Sie folgte ihm in die Küche, wo er ihr einen Becher eingoss und ihn ihr übergab.
“Sahne? Zucker?”
“Nein danke”, sagte sie. Sie nahm einen Schluck, befand ihn für gut und kam auf den Punkt. “Herr Huston, Sie arbeiten oft freiwillig im Wakeman Blindenheim, ist das korrekt?”
“Ja.”
“Wie oft?”
“Das hängt von meiner Arbeitslastung ab. Manchmal schaff ich es nur ein oder zwei Mal im Monat. An manchen Monaten schaffe ich es auch einmal in der Woche.”
“Wie war es in der letzten Zeit?”, fragte Mackenzie.
“Naja, ich war am Montag dieser Woche da. Letzte Woche war ich Mittwochs da und die Woche davor, war ich Montag und Freitag da, glaube ich. Ich kann Ihnen meinen Plan zeigen.”
“Vielleicht später”, sagte sie. “Ich habe mit Randall Jones gesprochen, ich habe herausgefunden, dass Sie dort Spiele spielen und mit den Möbeln helfen und sauber machen. Stimmt das?”
“Das stimmt. Ab und zu lese ich den Bewohnern auch etwas vor.”
“Den Bewohnern? Welchen Bewohnern haben Sie den in den letzten zwei Wochen vorgelesen oder Spiele gespielt?”
“Mit ein paar. Da ist ein älterer Mann namens Percy, mit dem ich Äpfel zu Äpfeln spiele. Es muss auch mindestens ein Pfleger mitspielen … der ihm sagt, wie seine Karten aussehen. Und letzte Woche habe ich ein wenig mit Ellis Ridgeway über Musik gesprochen. Ich habe ihr auch eine Weile vorgelesen.”
“Wissen Sie, wann Sie die Zeit mit Ellis verbracht haben?”
“Als ich das letzte Mal da war. Montag hatte ich ihr Brian Eno mitgebracht. Wir haben über klassische Musik gesprochen und ich habe ihr einen online Artikel vorgelesen, über die Art wie klassische Musik das Gehirn stimuliert.”
Mackenzie nickte, sie wusste, dass es Zeit war, ihre größte Karte auf den Tisch zu werfen.
“Ok, ich hasse es Ihnen das sagen zu müssen, aber Ellis wurde Dienstagabend ermordet aufgefunden.Wir versuchen herauszufinden, wer es war und ich bin mir sicher, Sie verstehen, dass wir uns jeden anschauen müssen, der kürzlich mit ihr Zeit verbracht hat. Besonders Freiwillige, die nicht immer im Heim sind.”
“Oh mein Gott”, sagte Robbie, sein Gesicht wurde von Moment zu Moment immer blasser.
“Vor Frau Ridgeway gab es einen weiteren Mord in einem Heim in Treston, Virgina.
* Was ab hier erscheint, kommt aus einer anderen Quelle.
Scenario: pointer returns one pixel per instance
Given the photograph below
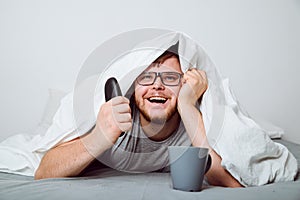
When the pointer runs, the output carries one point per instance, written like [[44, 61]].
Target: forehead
[[170, 64]]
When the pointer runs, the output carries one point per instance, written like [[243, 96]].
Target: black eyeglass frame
[[160, 74]]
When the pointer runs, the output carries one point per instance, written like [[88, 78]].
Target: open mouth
[[160, 100]]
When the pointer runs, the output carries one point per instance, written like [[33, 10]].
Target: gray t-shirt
[[135, 152]]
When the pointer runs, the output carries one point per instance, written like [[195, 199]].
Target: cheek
[[175, 91]]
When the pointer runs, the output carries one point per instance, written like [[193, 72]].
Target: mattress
[[112, 184]]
Waren Sie jemals dort?”
Robbie nickte. “Ja, aber nur zwei Mal. Einmal für eine Art Gemeindeservice, Dinge, die wir freiwillig tun, meine Alma Mater. Ich habe geholfen, ihre Küche zu renovieren und hab ein wenig gegärtnert. Ich kam ein oder zwei Monate später zurück, um zu helfen, wo ich konnte. Es war hauptsächlich ein Beziehung Aufbau Ding.”
“Wie lange ist das her?”
Er dachte darüber nach, immer noch sichtlich erschüttert von den Nachrichten der zwei Morde. “Vier Jahre, würde ich sagen. Vielleicht viereinhalb.”